What was advertised in a colonial American newspaper 250 years ago today?
“A Complete Assortment of GOODS (TEA excepted).”
John Edwards and Company moved quickly to place an advertisement for new merchandise in the South-Carolina Gazette. According to the shipping news in the May 30, 1771, edition, the Heart-of-Oak arrived in port on May 27. That gave Edwards and Company sufficient time to submit a brief advertisement to the printing office. Their notice specified that they had “just imported” a variety of items “in the ship HEART-OF-OAK, Captain HENRY GUNN, from LONDON.” The partners did not provide a list of their “Complete Assortment of GOODS” as a means of demonstrating the many choices available to consumers. Perhaps they did not have enough time to unpack the merchandise before the weekly edition of the South-Carolina Gazette went to press so instead opted to entice prospective customers with promises of new inventory that just arrived in port. Webb and Doughty took a similar approach in their advertisement on the same page as both the shipping news and Edwards and Company’s notice.

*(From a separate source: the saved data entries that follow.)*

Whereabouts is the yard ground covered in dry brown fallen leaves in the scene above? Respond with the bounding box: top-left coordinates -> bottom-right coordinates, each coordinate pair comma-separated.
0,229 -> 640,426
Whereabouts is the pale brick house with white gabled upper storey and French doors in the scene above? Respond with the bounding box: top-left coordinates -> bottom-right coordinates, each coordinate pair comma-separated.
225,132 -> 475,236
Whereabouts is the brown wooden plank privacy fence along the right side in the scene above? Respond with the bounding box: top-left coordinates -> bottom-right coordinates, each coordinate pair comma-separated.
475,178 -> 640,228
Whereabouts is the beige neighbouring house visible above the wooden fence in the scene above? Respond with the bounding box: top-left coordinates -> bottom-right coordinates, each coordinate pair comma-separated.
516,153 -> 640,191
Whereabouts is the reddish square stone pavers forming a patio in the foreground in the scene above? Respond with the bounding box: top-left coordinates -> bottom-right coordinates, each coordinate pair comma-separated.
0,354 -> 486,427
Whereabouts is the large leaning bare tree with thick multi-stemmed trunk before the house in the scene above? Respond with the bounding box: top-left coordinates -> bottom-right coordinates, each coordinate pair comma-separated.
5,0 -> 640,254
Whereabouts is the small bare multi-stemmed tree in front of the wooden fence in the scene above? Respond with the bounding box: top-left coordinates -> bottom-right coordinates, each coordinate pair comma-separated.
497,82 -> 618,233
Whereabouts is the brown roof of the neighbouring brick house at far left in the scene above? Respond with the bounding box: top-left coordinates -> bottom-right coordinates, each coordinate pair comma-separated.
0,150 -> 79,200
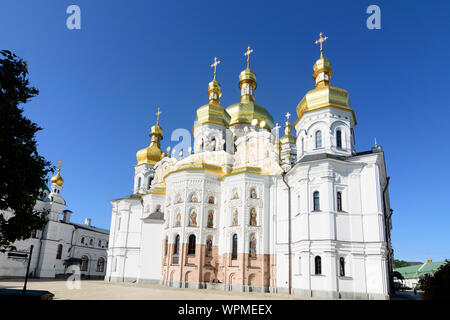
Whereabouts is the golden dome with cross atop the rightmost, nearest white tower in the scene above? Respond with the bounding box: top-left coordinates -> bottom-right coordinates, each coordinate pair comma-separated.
296,34 -> 356,125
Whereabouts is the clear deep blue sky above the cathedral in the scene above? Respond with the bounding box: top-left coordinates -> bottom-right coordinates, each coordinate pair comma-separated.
0,0 -> 450,261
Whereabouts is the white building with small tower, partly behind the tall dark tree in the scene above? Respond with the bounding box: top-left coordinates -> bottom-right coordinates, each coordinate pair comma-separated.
0,184 -> 109,279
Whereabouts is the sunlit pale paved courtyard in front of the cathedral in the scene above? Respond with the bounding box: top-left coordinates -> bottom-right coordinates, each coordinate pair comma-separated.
0,279 -> 312,300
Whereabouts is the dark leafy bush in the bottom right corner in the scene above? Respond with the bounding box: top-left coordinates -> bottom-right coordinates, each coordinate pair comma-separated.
419,260 -> 450,300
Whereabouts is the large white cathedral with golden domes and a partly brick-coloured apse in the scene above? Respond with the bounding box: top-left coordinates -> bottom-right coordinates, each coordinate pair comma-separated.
105,33 -> 393,299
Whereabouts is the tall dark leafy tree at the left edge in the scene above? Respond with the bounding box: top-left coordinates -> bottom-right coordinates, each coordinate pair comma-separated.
0,50 -> 54,250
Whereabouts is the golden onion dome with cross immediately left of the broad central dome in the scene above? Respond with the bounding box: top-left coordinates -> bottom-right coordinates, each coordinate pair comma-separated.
195,58 -> 230,128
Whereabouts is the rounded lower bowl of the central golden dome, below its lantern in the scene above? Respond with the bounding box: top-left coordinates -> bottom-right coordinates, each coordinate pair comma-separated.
226,101 -> 273,130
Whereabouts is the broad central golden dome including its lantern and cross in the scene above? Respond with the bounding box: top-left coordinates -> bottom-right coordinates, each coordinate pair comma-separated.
226,47 -> 273,130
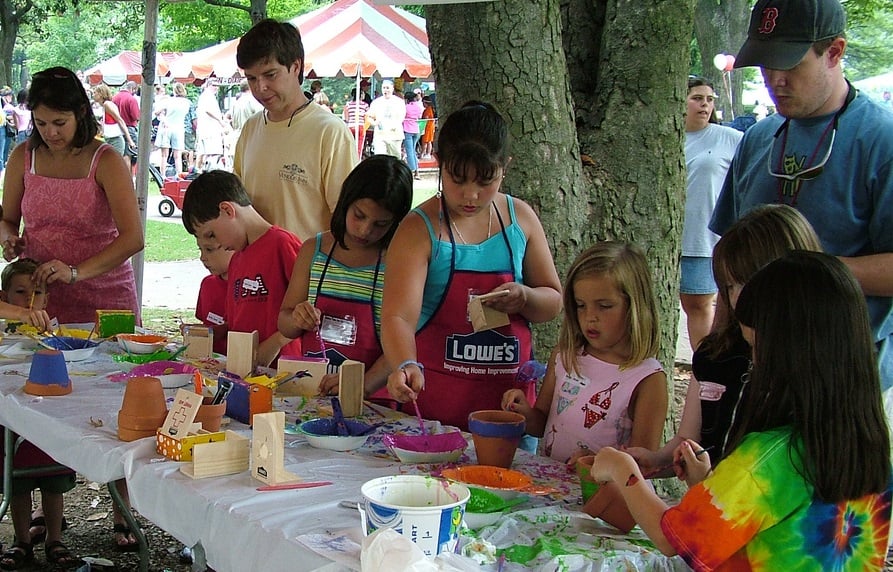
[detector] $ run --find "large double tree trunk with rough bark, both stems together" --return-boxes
[427,0,693,496]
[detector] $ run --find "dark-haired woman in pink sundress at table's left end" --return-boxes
[0,67,143,550]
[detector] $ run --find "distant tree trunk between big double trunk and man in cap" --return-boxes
[694,0,748,121]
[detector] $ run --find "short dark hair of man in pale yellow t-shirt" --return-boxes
[236,18,304,83]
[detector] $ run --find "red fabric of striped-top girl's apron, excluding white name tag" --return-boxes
[301,243,390,398]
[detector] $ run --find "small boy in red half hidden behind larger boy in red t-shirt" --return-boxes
[195,237,234,355]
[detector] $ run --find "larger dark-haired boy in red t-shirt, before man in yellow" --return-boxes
[183,170,301,366]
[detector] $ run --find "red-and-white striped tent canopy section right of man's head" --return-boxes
[291,0,431,78]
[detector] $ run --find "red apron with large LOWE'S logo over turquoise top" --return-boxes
[416,209,536,431]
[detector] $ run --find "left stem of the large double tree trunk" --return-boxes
[427,0,592,359]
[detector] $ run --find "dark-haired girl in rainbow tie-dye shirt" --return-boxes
[592,251,893,571]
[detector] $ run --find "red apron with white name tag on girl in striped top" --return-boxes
[301,245,390,398]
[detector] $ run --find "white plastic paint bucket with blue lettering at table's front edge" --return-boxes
[360,475,471,557]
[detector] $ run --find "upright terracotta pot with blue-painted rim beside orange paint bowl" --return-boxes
[468,409,526,469]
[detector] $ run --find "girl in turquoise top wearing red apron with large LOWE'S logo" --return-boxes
[382,101,561,429]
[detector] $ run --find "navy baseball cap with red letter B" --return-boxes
[735,0,846,70]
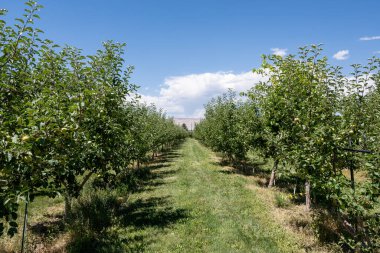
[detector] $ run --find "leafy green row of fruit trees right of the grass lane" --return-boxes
[194,45,380,252]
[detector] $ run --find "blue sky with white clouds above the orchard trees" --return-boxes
[0,0,380,117]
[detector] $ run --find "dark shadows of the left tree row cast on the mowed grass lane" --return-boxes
[113,148,189,252]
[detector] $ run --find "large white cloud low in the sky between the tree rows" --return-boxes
[141,71,266,118]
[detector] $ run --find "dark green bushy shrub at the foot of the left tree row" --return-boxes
[67,185,125,252]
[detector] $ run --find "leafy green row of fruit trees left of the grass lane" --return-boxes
[0,1,187,235]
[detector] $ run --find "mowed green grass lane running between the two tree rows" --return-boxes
[129,139,301,252]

Rather than elaborating on their “Complete Assortment of GOODS,” Edwards and Company instead specified a particular item not part of their new inventory. “TEA excepted,” they proclaimed. They did not need to provide more detail for colonial consumers to understand their point. Parliament had repealed most of the duties on imported goods imposed by the Townshend Acts, but the tax on tea remained. Colonists protested the duties through a variety of means, including nonimportation agreements, but most relented and resumed trade with Britain when they achieved most of their goals. Some continued to advocate for keeping the boycotts in place until Parliament repealed all of the offensive duties, but most merchants, shopkeepers, and consumers did not share that view. Edwards and Company sought to have it both ways, importing and selling a variety of merchandise but underscoring that they did not carry the one item still taxed by Parliament. This allowed them to compete with other merchants and shopkeepers to satisfy most of the needs and desires of prospective customers while still signaling that they refused to go back to business as usual without acknowledging the political significance of tea and the duty that remained in place. Edwards and Company offered an alternative to consumers who wanted to support the American cause, at least to some extent, but also wanted to participate in the marketplace once so many options were available once again. This strategy likely enhanced Edwards and Company’s reputation among supporters of the American cause (with the exception of the most adamant) while easing the consciences of their customers, even if it did not achieve complete ideological consistency.
It may not have mattered much to Edwards and Company that they did not publish a lengthy litany of goods that just arrived via the Heart-of-Oak in their advertisement. Singling out tea as an item they intentionally excluded from their inventory, in an advertisement brief enough to make such a notation very visible, likely garnered far more attention and interest in their business.